Date & Time: Sep 7, 2016 at 1219 LT
Registration:
N465JM
Flight Phase:
Flight Type:
Survivors:
No
Schedule:
Olathe - Ankeny
MSN:
46-8408042
YOM:
1984
Location:
Crew on board:
1
Crew fatalities:
Pax on board:
0
Pax fatalities:
Other fatalities:
Total fatalities:
1
Captain / Total flying hours:
242
Captain / Total hours on type:
118.00
Circumstances:
The noninstrument-rated private pilot was conducting a visual flight rules (VFR) cross-country flight while receiving VFR flight following services from air traffic control. Radar data and voice
communication information indicated that the airplane was in cruise flight as the pilot deviated around convective weather near his destination. The controller issued a weather advisory to the pilot concerning areas of moderate to extreme precipitation along his route; the pilot responded that he saw the weather on the airplane's NEXRAD weather display system and planned to deviate around it before resuming course. About 3 minutes later, the pilot stated that he was around the weather and requested to start his descent direct toward his destination. The controller advised the pilot to descend at his discretion. Radar showed the airplane in a descending right turn before radar contact was lost at 2,900 ft mean sea level. There were no eyewitnesses, and search personnel reported rain and thunderstorms in the area about the time of the accident. The distribution of the wreckage was consistent with an in-flight breakup. Examination of the airframe revealed overload failures of the empennage and wings. No pre-impact airframe structural anomalies were found, and the propeller showed evidence of rotation at the time of impact. Further, there was no evidence of pilot impairment or incapacitation. Review of weather information indicated that the pilot most likely encountered instrument meteorological conditions as the airplane descended during the last several minutes of flight. During this time, it is likely that the pilot became disoriented while attempting to maneuver in convective, restricted visibility conditions, and lost control of the airplane.

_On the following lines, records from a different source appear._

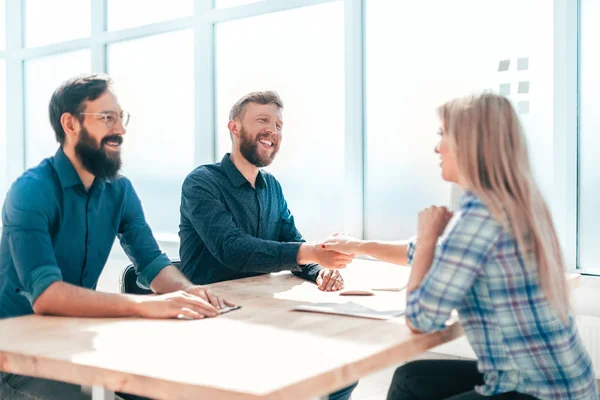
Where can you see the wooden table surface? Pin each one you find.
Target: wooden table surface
(264, 350)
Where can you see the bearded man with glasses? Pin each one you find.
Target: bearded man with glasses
(60, 220)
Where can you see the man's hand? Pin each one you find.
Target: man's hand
(330, 280)
(343, 243)
(332, 259)
(316, 253)
(179, 304)
(209, 296)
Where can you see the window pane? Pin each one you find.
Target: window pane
(311, 158)
(56, 21)
(2, 24)
(3, 155)
(589, 145)
(233, 3)
(129, 13)
(158, 151)
(410, 71)
(42, 77)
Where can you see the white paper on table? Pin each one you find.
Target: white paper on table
(350, 309)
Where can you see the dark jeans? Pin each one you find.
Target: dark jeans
(343, 394)
(442, 379)
(19, 387)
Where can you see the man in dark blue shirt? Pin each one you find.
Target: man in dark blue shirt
(235, 222)
(60, 220)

The transition from visual to instrument flight conditions would have been conducive to the development of spatial disorientation; the turning descent before the loss of radar contact and the in-flight breakup are also consistent with a loss of control due to spatial disorientation.
Probable cause:
The non-instrument-rated pilot's loss of control due to spatial disorientation in instrument meteorological conditions, which resulted in an exceedance of the airplane's design stress limitations and a subsequent in-flight breakup. Contributing to the accident was the pilot's decision to continue visual flight into convective instrument meteorological conditions.